丸井グループ、イオン、セブン&アイなどが先行

 政府の2050年カーボンニュートラル宣言に呼応し、脱炭素の取り組みに着手する小売業が目立つ。中でも丸井グループやイオン、セブン&アイ・ホールディングスなどが先行する。SDGs(持続可能な開発目標)やESGに対する課題解決の取り組みが企業の価値を高め、消費者の商品選択につながり始めている。社会・環境にまつわるさまざまな課題が顕在化し、ステークホルダー(利害関係者)の意識の変化に伴って、企業が世の中から求められる役割や責任は、ますます大きく、よりレベルの高いものになっている。

 脱炭素の具体的な取り組み内容をひも解くと、再生可能エネルギーへの転換が大きな柱になっている。19年5月の環境宣言「グリーンチャレンジ2050」に基づいた活動を進めているセブン&アイでは今年4月、イトーヨーカドーアリオ亀有店で再生可能エネルギー使用100%をスタート。
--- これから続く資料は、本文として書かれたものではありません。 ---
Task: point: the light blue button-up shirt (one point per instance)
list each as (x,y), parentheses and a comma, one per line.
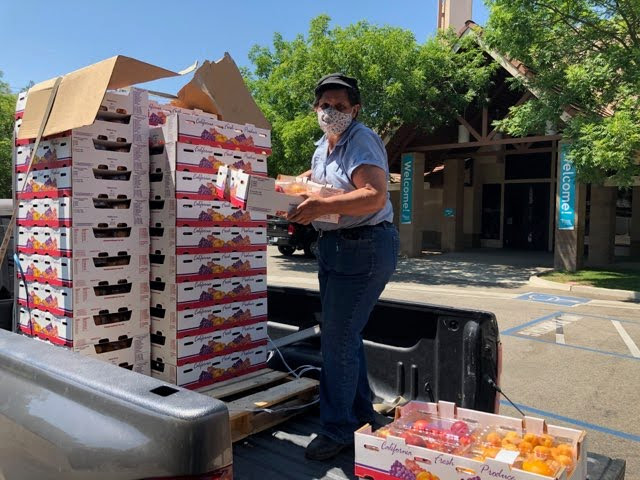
(358,145)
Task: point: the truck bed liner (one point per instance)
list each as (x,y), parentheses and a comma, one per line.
(278,454)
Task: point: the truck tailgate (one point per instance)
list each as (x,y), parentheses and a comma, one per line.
(279,454)
(67,416)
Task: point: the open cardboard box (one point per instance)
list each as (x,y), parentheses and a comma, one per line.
(216,88)
(258,194)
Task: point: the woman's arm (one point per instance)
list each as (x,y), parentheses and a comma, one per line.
(369,197)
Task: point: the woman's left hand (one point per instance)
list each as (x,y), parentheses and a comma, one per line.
(307,211)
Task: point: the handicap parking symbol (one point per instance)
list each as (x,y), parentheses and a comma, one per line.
(553,299)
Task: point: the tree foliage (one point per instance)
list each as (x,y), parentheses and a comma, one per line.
(401,81)
(585,58)
(7,109)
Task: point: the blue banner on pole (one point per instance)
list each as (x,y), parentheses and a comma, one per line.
(406,188)
(566,191)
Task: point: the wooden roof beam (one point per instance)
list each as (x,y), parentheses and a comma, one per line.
(487,143)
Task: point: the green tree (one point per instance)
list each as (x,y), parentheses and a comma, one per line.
(585,59)
(7,109)
(401,81)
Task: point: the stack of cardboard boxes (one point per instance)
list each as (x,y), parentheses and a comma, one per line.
(82,233)
(208,258)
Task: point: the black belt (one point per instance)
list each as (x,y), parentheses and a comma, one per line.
(354,233)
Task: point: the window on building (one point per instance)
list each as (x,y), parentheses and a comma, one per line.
(527,166)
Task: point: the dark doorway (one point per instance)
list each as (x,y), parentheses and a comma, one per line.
(491,202)
(526,216)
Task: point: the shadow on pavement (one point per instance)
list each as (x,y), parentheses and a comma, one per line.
(471,268)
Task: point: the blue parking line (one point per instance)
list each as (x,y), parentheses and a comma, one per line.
(512,330)
(574,421)
(593,350)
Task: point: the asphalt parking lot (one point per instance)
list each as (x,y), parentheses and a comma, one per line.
(573,360)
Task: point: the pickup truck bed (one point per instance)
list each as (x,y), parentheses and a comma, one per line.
(65,416)
(278,454)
オフサイトPPA(Power Purchase Agreement・電力販売契約)により、NTTアノードエナジーが千葉県香取市に建設したメガソーラーから長期的に電力供給を受ける。

 イオンは昨年12月に開業したイオンモール上尾で実質的に使用電力全てを再エネ化した。化石燃料由来の電力でないことを証明する「非化石証書」付きの電力を調達するとともに、東京ガスからもCO2を排出しないとみなすカーボンニュートラルの都市ガスの供給を受けた。イオンでは25年までにイオンモールが運営する国内全施設(155施設)で100%再エネ化を目指す。さらに150近いイオンタウン、300近いイオンリテールの総合スーパー(イオンやイオンスタイル)でも30年度の達成を見込む。
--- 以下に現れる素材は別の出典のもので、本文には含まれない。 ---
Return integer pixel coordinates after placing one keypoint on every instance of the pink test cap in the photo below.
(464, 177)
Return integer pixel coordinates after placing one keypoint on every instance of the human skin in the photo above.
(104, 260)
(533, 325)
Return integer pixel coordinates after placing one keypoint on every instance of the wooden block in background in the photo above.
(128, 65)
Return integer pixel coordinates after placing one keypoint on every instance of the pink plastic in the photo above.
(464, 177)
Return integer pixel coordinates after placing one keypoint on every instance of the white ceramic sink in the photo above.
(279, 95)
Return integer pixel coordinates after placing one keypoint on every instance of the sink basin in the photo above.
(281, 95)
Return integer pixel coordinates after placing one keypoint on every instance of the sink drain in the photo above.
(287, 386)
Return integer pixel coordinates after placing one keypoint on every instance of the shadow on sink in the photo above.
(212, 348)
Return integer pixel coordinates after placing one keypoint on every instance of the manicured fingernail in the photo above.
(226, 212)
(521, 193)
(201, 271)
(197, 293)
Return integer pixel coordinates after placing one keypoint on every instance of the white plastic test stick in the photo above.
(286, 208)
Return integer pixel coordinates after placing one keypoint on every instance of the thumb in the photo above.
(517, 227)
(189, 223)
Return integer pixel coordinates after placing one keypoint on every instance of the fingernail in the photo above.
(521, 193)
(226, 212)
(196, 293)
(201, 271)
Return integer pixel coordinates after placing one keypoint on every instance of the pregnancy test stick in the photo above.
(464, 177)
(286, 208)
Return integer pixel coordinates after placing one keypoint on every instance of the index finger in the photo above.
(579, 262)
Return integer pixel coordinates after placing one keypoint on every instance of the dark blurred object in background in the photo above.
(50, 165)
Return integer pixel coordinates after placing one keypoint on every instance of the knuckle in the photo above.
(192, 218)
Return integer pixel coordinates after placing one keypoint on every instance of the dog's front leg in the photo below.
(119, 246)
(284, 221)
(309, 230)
 J.フロント リテイリングは50年までにCO2実質ゼロを達成する方針で、まず30年までに17年に比べて60%削減を目指す。旗艦店の大丸心斎橋店(大阪市)などで先行して使用電力を全量再生エネに切り替えており、他店も順次転換する。

 イオンの吉田昭夫社長は「事業戦略そのものにGX、グリーントランスフォーメーションを導入する」と語る。同社は1200万本を超える植樹活動を30年にわたって行っており、この間では「サステナビリティ基本方針」や「環境指針」を掲げて、脱炭素社会の実現や資源循環の促進に取り組んできた。既にCO2排出削減では「イオン脱炭素ビジョン2050」の取り組みが進んでいる。

 ショッピングセンター(SC)と大型店で先行して30年までに店舗が年間で使用する電力71億キロワット(20年度)の50%で実現する中間目標を7月に示しており、さらに50年までとしていた店舗が排出するCO2をゼロにする目標を40年に前倒しすることも想定する。

 セブン&アイが11月に大阪府松原市に開業した大型商業施設「セブンパーク天美」。スーパーマーケットの「ライフ」が初出店するなど注目すべき点は多いが、特に目立つのが環境への配慮だ。国土交通省のサステナブル建築物等先導事業に採択。具体的には、館内で発生した生ごみを発酵させ、発生したメタンガスを電気と熱に変換して館内で利用する「バイオガス発電システム」を導入した。ごみの量では1日当たり約1トンの削減効果、発電量では年間で住宅35軒の電気量消費分相当の約17.5万キロワット時を目指すという。

 太陽光発電や最新のエネルギーマネジメントシステムにより、CO2の排出は従来比で40%削減。さらに過去の実績データや天気予報をもとに、エネルギー負荷予測、運転計画を最適化するシステムも導入した。